Les négociations s’étaient intensifiées, il y a une semaine, sur la base du précédent projet proposé par Hochstein, dont la mission était d’apporter une solution au conflit portant sur le contrôle de plusieurs gisements de gaz au large des côtes d’Israël et du Liban – deux pays officiellement en guerre et sans frontière maritime officiellement convenue entre les deux parties.

Le président libanais Michel Aoun, à droite, rencontre l’envoyé des États-Unis pour les Affaires énergétiques Amos Hochstein, au centre, et l’ambassadrice des États-Unis au Liban, Dorothy Shea, à gauche, au palais présidentiel de Baabda, à l’est de Beyrouth, au Liban, le 9 février 2022. (Crédit : Dalati Nohra/Gouvernement libanais via AP)

Cet accord mettra fin à un conflit déjà ancien qui portait sur une zone de quelque 860 kilomètres carrés en mer Méditerranée qui couvre les gisements gaziers de Karish et de Cana.

Jérusalem s’était rapidement dite ouverte à la précédente version du projet d’accord, finalement rejetée par le Liban en raison de réserves sur la reconnaissance officielle de la frontière unilatéralement matérialisée par des bouées israéliennes.

Alors que les perspectives d’un accord semblaient diminuer, Hochstein avait continué ses pourparlers avec les deux parties, ce week-end, avec finalement une avancée réalisée dans la journée de lundi.

Israël et le Liban n’ont pas davantage délimité ensemble leur frontière terrestre, s’en tenant à une « ligne bleue » de cessez-le-feu imposée par l’ONU et laissant dans le flou pendant longtemps leur zone économique exclusive en mer.

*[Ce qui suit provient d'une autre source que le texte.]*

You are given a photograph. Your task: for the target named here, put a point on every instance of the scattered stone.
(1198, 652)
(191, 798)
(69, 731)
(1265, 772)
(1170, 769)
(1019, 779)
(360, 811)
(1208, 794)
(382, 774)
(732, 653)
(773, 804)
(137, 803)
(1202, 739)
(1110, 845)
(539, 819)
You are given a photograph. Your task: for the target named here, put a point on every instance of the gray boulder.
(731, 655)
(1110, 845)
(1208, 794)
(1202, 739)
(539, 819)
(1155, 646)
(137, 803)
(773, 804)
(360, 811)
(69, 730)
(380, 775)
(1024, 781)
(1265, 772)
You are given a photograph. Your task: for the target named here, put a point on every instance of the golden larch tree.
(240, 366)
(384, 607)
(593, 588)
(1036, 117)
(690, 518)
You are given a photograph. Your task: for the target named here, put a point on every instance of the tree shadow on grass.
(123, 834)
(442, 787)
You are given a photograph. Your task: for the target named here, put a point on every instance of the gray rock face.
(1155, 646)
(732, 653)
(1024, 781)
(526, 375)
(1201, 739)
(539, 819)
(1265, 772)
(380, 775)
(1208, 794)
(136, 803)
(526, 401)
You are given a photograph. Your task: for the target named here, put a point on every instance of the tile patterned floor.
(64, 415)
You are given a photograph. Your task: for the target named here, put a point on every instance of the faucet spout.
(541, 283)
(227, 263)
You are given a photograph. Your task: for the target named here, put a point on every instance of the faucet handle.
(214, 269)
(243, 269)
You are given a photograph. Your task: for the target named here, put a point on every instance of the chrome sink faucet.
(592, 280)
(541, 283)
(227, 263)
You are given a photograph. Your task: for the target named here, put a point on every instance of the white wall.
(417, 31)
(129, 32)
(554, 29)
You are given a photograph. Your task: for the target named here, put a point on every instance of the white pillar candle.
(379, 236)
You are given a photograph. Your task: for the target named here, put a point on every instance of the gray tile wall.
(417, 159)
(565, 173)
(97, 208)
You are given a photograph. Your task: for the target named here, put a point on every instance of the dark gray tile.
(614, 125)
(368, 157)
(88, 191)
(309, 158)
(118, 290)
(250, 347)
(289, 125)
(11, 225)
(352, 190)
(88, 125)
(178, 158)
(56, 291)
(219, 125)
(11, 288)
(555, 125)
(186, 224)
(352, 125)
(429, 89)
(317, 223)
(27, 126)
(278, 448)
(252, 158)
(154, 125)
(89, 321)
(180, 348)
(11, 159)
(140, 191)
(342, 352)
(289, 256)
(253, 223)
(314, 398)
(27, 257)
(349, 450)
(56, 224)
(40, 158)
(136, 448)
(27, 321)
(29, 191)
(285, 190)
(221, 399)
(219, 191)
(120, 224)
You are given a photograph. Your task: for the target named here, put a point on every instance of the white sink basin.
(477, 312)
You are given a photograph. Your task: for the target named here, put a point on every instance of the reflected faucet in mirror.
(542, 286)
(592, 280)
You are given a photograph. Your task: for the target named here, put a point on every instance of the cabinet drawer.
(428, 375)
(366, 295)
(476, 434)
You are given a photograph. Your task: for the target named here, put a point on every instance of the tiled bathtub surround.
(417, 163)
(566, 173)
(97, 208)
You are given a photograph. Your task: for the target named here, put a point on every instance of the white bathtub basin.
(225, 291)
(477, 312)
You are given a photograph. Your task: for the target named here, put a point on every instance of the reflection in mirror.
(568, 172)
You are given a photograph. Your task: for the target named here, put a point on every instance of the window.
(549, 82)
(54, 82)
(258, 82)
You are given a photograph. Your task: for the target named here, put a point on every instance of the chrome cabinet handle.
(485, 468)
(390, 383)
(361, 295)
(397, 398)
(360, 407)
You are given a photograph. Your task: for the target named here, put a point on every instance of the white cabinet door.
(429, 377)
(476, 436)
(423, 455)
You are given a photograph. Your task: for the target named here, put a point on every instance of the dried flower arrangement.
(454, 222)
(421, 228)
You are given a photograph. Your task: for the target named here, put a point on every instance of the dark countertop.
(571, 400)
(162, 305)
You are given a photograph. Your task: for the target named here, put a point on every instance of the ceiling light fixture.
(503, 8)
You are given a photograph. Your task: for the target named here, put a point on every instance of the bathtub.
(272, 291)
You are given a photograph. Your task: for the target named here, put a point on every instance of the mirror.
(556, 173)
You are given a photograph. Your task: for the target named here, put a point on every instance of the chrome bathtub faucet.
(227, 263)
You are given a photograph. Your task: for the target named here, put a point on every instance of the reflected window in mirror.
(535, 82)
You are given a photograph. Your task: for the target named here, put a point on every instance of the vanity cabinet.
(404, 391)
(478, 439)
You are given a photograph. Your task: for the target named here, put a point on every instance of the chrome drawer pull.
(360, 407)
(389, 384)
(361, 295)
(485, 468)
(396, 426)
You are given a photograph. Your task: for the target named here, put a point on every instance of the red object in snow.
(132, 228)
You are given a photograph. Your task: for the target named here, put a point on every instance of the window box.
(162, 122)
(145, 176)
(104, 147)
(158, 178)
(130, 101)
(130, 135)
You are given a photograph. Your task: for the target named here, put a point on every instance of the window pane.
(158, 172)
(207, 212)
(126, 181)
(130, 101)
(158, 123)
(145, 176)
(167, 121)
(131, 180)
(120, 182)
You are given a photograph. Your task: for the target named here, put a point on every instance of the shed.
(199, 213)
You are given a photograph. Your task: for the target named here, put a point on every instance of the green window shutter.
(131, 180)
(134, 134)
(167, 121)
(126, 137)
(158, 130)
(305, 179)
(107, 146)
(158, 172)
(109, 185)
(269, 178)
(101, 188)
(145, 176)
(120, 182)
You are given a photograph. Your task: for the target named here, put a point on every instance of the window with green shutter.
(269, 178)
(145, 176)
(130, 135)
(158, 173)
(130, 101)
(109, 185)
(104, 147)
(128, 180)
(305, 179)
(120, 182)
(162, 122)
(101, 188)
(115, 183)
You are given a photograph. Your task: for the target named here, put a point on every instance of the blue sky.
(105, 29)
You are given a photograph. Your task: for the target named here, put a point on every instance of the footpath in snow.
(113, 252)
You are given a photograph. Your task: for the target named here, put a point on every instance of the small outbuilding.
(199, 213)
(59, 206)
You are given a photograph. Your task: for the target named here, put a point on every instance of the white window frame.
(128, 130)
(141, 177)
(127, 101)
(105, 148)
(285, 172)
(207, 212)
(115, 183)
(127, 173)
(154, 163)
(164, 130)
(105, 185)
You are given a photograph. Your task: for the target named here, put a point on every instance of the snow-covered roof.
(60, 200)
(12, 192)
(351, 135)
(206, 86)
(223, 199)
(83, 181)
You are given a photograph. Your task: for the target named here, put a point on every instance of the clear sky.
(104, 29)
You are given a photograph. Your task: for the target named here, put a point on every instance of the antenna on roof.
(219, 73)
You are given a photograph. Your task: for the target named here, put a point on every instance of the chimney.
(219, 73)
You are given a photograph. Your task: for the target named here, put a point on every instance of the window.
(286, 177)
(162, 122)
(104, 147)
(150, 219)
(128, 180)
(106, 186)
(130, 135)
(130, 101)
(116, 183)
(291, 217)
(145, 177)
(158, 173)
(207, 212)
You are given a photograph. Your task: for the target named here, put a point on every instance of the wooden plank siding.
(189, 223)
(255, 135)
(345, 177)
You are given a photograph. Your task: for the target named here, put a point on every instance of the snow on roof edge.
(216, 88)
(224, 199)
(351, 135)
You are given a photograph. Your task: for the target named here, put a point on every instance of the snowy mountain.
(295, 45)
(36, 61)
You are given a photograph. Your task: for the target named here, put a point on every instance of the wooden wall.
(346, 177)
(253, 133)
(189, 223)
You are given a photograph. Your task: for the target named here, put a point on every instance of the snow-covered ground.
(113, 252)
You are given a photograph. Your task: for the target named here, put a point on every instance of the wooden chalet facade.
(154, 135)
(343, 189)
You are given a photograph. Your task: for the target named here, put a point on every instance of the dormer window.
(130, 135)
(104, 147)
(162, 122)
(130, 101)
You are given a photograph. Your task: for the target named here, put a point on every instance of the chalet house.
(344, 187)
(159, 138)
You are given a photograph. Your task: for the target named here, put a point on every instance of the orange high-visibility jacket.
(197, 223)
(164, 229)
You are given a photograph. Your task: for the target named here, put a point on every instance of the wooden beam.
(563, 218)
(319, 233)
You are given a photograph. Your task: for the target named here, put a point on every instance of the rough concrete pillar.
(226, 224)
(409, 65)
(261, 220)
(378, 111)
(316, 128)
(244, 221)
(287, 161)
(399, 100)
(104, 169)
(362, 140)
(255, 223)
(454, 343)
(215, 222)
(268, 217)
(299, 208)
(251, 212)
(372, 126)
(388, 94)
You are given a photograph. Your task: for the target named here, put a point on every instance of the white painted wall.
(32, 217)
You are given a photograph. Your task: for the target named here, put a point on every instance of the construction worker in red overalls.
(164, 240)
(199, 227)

L’absence de frontière maritime avait commencé à poser problème il y a une dizaine d’années, lorsque des gisements de gaz avaient été découverts en Méditerranée orientale, redessinant l’avenir économique de la région.

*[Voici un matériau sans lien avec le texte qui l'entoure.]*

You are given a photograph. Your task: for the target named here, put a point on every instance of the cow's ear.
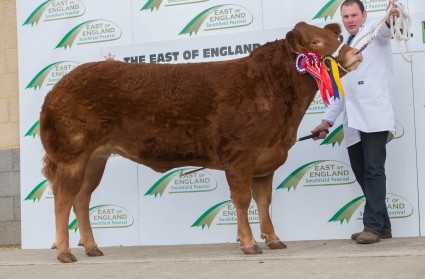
(293, 41)
(335, 28)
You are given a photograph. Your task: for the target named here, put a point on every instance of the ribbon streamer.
(324, 71)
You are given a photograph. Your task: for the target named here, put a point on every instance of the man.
(368, 117)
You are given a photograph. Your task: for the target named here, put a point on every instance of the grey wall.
(10, 204)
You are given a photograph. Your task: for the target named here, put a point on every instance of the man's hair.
(351, 2)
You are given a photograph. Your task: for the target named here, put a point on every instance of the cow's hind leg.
(65, 185)
(92, 178)
(240, 189)
(262, 192)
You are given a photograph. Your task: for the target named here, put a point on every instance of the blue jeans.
(367, 159)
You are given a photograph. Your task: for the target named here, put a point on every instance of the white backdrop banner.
(315, 196)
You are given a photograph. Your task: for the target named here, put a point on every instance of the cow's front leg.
(93, 176)
(262, 192)
(240, 191)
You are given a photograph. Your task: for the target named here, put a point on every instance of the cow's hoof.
(67, 258)
(276, 244)
(94, 252)
(252, 250)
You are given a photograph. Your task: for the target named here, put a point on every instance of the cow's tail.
(49, 168)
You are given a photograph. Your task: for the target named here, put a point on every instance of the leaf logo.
(225, 214)
(347, 211)
(92, 31)
(34, 130)
(51, 74)
(329, 9)
(207, 218)
(336, 136)
(55, 10)
(38, 191)
(317, 105)
(185, 180)
(295, 177)
(219, 17)
(106, 216)
(397, 206)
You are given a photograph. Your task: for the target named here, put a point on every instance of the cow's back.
(170, 111)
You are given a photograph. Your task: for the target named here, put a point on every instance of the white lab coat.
(368, 105)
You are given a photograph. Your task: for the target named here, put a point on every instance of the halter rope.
(399, 29)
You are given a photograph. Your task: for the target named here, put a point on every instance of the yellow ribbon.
(334, 73)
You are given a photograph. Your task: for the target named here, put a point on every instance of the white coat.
(367, 106)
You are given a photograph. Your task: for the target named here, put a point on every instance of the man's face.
(352, 18)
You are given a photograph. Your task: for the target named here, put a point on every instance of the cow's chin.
(353, 62)
(353, 66)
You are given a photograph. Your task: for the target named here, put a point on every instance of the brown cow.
(239, 116)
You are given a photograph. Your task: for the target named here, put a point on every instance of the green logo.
(56, 10)
(332, 6)
(151, 4)
(317, 105)
(336, 136)
(224, 213)
(185, 180)
(51, 74)
(106, 216)
(219, 17)
(34, 130)
(319, 173)
(397, 206)
(39, 190)
(92, 31)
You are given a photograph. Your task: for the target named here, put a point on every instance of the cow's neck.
(292, 92)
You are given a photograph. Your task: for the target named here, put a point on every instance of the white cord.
(400, 30)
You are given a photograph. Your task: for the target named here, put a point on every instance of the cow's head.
(325, 41)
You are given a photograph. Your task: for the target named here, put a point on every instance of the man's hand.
(322, 127)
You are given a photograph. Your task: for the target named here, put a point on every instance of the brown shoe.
(367, 237)
(355, 235)
(386, 233)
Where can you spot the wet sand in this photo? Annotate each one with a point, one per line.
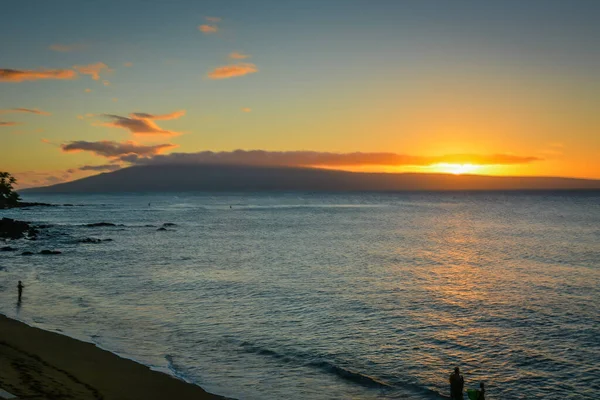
(36, 364)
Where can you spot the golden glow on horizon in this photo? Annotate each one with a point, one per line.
(456, 169)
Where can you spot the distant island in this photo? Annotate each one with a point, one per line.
(171, 178)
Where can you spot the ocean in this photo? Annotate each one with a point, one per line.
(325, 296)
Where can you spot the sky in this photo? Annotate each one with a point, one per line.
(495, 88)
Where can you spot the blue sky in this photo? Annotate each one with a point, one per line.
(336, 76)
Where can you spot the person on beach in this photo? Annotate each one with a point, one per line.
(20, 288)
(457, 384)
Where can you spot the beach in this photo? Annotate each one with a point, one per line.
(38, 364)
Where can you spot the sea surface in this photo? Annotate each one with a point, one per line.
(326, 296)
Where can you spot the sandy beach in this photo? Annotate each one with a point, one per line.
(36, 364)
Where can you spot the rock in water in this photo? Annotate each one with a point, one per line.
(98, 224)
(13, 229)
(50, 252)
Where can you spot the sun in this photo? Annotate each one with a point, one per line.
(456, 169)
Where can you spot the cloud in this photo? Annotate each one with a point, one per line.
(238, 56)
(111, 149)
(142, 123)
(208, 29)
(21, 75)
(324, 159)
(65, 48)
(232, 71)
(173, 115)
(105, 167)
(25, 110)
(94, 70)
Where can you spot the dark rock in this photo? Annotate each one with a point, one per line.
(23, 204)
(50, 252)
(90, 240)
(13, 229)
(98, 224)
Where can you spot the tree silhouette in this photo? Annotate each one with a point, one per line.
(8, 196)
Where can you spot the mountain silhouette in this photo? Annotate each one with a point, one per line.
(165, 178)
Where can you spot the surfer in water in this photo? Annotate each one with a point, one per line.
(457, 384)
(20, 289)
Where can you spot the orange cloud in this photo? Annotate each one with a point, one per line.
(24, 110)
(21, 75)
(142, 123)
(323, 159)
(65, 48)
(104, 167)
(208, 29)
(173, 115)
(111, 149)
(232, 71)
(238, 56)
(94, 70)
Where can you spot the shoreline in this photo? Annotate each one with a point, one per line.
(35, 363)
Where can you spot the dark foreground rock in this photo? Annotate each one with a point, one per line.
(14, 229)
(23, 204)
(50, 252)
(93, 240)
(100, 224)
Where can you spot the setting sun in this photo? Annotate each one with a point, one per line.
(456, 169)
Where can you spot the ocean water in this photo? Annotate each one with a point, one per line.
(317, 296)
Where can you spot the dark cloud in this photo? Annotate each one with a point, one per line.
(143, 123)
(112, 149)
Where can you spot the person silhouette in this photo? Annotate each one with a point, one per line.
(20, 289)
(457, 384)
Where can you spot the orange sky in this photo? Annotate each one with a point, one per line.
(493, 89)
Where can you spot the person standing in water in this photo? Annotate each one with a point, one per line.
(457, 384)
(20, 289)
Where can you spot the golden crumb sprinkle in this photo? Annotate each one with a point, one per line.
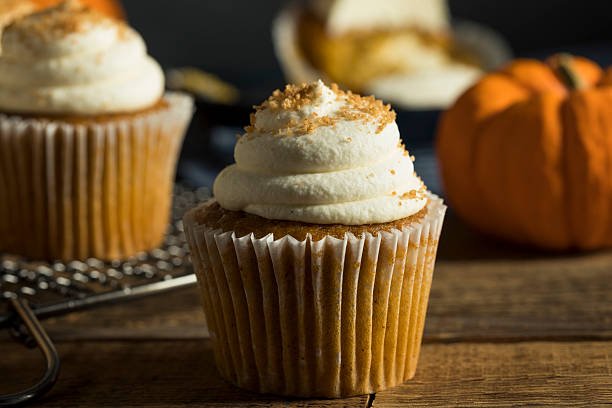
(68, 17)
(293, 98)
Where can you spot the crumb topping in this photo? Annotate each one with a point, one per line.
(66, 18)
(366, 109)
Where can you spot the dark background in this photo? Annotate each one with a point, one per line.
(232, 39)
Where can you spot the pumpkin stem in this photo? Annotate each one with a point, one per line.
(562, 65)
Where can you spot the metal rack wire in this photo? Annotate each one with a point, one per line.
(34, 290)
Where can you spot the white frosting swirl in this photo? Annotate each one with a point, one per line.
(71, 60)
(350, 172)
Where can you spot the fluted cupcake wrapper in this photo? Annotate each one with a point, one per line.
(73, 191)
(328, 318)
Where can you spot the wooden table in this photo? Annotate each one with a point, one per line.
(506, 326)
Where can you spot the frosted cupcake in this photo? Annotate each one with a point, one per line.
(316, 256)
(88, 139)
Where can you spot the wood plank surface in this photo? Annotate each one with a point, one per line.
(553, 374)
(506, 326)
(534, 296)
(182, 373)
(136, 373)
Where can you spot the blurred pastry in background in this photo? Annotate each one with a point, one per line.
(111, 8)
(13, 9)
(404, 51)
(89, 139)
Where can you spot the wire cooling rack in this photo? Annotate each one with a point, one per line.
(33, 290)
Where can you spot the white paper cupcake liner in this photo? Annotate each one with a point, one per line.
(89, 190)
(328, 318)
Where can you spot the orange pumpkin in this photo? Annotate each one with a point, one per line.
(526, 153)
(111, 8)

Les administrations américaines successives auront tenté de négocier un accord maritime : Hochstein avait d’ailleurs déjà négocié sur la question pour le compte de l’administration Obama. Cette initiative, reprise quelques années plus tard lors de la présidence de Donald Trump, était restée dans l’impasse.

Hochstein avait accepté de se charger des nouvelles négociations pour le compte de l’administration Biden, des pourparlers qu’il a menés au cours des quinze derniers mois.